One memory portion is selected for each access from the CPU. Partial selection one The example is based on two bits in the access address that do not change with translation (also It is. Each of the conversion circuit portions 140 to 155 is separately connected to the conversion control device 30. control signals (eg, an XOR mask). For illustrative purposes, the conversion circuit section Minutes 140 to 155 are bit vectors received from conversion controller 30, respectively. From the input address (from cp u) by doing le mask and X○R, Generate mapped output addresses. This arrangement allows each part to be data allocation can be reorganized.

In practice, the mapping of parts of memory and the reorganization of data allocation are Less disruptive to performance than total reorganization. For example, Figure 8 is The cache array chip 105 is considered to be an on-chip partition. Wear. Partition selection is made by bits 15-16 of input address 110 from the CPU. Therefore, bits 15-16 are never modified by conversion circuit 25. This arrangement configuration allows cache mapping to be reorganized periodically for each individual partition. . During each mapping reorganization, only the cache contents of the relevant partitions are invalidated. There is a need. One advantage is that three-quarters of the contents of the cache are correct even after reorganization. , yet the cache can effectively operate as a high-speed memory buffer.

Although the invention has been described with respect to specific embodiments, numerous alternatives, modifications, and variations may occur. It is clear from the above description that it will be obvious to a person skilled in the art. Therefore, the original The scope and spirit of the invention as well as the scope and spirit of the invention and the scope and spirit of the appended claims It is intended to include all such alternatives, modifications and variations.

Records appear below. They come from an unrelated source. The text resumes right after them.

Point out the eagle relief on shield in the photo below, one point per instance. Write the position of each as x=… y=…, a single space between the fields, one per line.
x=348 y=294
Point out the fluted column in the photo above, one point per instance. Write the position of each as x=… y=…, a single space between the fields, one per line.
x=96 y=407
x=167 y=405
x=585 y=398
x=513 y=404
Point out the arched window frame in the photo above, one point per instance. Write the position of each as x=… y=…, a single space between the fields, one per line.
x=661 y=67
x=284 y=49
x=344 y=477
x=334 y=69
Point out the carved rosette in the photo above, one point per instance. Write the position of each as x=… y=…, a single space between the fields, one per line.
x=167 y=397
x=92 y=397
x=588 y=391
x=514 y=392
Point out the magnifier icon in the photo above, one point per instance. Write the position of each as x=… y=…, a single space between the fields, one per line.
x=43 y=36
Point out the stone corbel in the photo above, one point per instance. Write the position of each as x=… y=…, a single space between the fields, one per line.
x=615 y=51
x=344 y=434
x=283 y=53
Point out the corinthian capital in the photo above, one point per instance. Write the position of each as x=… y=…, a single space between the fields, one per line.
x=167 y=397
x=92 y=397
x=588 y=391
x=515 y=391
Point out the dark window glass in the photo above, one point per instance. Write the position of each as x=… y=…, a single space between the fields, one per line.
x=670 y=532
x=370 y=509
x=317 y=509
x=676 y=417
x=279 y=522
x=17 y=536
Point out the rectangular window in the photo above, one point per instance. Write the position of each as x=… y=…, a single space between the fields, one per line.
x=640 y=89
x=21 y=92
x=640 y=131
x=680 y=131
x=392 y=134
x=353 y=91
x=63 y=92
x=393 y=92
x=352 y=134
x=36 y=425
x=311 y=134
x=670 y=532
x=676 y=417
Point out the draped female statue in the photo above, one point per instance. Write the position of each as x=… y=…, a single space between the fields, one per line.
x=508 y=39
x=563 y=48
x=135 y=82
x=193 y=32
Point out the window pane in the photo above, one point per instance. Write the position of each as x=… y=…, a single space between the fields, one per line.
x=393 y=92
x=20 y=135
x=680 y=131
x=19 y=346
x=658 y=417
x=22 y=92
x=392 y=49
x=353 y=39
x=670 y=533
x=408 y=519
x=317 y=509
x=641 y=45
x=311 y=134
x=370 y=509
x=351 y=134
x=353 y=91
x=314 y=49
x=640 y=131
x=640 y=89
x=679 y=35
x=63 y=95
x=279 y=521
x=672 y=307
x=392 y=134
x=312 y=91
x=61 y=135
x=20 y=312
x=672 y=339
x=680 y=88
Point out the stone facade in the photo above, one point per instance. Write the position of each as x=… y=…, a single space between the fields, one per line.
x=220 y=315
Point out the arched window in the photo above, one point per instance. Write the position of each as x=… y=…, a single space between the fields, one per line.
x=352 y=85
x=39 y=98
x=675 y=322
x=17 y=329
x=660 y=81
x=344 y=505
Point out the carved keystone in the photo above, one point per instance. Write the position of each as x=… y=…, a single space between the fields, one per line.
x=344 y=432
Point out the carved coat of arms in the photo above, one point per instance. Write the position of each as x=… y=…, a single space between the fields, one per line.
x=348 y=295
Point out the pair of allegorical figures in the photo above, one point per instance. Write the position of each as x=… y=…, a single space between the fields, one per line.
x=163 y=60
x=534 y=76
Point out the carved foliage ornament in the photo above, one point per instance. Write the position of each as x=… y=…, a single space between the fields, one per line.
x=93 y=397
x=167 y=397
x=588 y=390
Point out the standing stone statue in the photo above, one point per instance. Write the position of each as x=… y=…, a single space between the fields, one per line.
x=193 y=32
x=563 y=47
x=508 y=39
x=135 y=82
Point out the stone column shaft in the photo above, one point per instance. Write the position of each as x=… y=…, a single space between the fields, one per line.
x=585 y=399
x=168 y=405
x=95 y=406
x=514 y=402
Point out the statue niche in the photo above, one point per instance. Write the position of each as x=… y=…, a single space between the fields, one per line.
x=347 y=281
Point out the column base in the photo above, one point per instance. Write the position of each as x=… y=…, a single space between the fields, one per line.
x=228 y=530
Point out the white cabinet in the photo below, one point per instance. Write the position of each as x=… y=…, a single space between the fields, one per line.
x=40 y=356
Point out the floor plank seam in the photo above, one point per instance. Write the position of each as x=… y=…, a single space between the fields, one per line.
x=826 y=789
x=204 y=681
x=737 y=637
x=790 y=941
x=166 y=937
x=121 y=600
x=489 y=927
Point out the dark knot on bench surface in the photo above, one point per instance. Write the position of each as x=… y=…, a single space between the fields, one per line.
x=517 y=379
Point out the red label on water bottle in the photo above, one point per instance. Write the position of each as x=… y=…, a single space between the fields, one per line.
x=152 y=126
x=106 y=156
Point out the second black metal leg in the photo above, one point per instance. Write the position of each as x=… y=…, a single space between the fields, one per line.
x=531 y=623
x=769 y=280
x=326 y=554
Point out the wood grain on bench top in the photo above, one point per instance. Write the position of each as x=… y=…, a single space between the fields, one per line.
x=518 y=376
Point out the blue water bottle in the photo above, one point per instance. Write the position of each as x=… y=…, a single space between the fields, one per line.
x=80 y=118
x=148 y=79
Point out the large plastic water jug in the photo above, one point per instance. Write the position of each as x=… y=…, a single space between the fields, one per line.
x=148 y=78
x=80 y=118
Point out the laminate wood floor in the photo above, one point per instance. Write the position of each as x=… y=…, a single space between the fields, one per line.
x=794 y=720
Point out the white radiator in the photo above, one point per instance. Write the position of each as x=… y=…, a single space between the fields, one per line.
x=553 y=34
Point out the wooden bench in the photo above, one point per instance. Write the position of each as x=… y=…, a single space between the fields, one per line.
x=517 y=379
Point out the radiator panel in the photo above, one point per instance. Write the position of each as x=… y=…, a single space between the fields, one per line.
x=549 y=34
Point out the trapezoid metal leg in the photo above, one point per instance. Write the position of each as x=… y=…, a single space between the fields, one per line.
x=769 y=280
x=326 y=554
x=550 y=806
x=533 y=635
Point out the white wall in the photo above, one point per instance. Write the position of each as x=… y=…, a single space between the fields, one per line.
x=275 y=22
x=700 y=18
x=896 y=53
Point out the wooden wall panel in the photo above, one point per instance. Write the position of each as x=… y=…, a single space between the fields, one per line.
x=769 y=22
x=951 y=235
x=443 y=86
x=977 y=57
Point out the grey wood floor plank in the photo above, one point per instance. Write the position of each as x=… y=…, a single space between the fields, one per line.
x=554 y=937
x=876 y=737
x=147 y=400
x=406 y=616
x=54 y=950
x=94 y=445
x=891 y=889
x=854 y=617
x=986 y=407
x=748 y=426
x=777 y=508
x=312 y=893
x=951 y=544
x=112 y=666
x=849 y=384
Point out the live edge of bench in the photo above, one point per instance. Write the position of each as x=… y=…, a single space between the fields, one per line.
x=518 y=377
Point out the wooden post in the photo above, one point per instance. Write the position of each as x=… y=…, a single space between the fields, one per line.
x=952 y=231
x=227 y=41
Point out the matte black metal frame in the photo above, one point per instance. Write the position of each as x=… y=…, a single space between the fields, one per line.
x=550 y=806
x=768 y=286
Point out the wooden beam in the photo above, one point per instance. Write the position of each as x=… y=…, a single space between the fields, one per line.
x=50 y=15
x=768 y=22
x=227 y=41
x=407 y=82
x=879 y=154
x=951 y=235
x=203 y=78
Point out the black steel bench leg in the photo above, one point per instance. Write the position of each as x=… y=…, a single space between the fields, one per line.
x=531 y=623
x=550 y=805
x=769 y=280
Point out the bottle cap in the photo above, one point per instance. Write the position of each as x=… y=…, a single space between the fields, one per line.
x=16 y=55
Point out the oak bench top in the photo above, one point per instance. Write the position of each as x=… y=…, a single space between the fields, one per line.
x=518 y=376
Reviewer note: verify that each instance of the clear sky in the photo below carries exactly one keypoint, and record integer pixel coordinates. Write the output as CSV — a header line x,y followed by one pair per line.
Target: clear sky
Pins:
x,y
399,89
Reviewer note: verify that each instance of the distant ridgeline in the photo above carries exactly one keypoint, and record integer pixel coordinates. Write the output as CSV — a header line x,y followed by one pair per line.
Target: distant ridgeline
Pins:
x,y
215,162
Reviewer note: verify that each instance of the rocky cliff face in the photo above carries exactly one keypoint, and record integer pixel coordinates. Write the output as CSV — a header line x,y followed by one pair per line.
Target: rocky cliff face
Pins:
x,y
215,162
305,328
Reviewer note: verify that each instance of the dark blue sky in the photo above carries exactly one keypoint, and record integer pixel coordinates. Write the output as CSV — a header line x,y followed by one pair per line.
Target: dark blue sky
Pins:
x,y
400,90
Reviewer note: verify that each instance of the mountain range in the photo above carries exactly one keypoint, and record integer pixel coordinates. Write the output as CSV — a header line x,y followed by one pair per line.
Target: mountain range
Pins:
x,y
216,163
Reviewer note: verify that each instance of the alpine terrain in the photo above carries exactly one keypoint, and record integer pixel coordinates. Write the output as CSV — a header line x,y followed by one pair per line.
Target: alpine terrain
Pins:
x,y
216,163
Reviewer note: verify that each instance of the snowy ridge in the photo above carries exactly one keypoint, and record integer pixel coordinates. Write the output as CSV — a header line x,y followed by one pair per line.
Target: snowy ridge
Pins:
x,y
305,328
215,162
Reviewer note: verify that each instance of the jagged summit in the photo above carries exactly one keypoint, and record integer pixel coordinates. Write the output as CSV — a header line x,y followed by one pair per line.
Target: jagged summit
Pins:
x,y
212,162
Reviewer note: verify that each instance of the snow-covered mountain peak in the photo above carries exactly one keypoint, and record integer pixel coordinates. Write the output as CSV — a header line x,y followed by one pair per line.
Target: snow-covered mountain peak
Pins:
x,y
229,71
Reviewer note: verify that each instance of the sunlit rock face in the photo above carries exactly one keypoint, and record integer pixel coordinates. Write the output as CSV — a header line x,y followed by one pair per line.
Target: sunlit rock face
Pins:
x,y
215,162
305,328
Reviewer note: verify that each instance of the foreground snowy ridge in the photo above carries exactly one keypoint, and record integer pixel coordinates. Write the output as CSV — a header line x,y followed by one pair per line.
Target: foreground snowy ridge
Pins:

FIG.1 FIG.2 Procedural amendment IF (voluntary) International application PCT/US921067132, title of the invention Method and apparatus for reducing memory wear in computer systems 3. Person who makes corrections Relationship to the incident: Patent applicant Address: Armonk, New York, United States 10504 (no street address) Name International Business Machines Corporation 4. Agent Address: Postal code 242 IBM Japan Co., Ltd. 1623-14 Shimotsuruma, Yamato City, Kanagawa Prefecture Inside Yamato Office Te1 (main representative 10462-76-1111 contact information; 0462-73-332 5.0462-73-3318 As per attached sheet The scope of the claims 1. Manage the storage of data in storage locations of the computer memory (2o) a device for receiving the input address and converting the input address according to a conversion method; conversion means (25) for changing the address to generate an output address; control means (30) for generating and sending a control signal to the conversion means; generates an output address, each said input address includes multiple segments, and said Each input address and each output address are stored in one memory of the computer memory. Corresponding to the position, the control signal periodically modifies the conversion scheme so that the data so that the storage of data is uniformly distributed throughout the storage locations of computer memory. the input address is changed by the conversion means in a predetermined systematic manner; A device characterized by:

2. The conversion method is modified after a preset period has elapsed. The device according to claim 1.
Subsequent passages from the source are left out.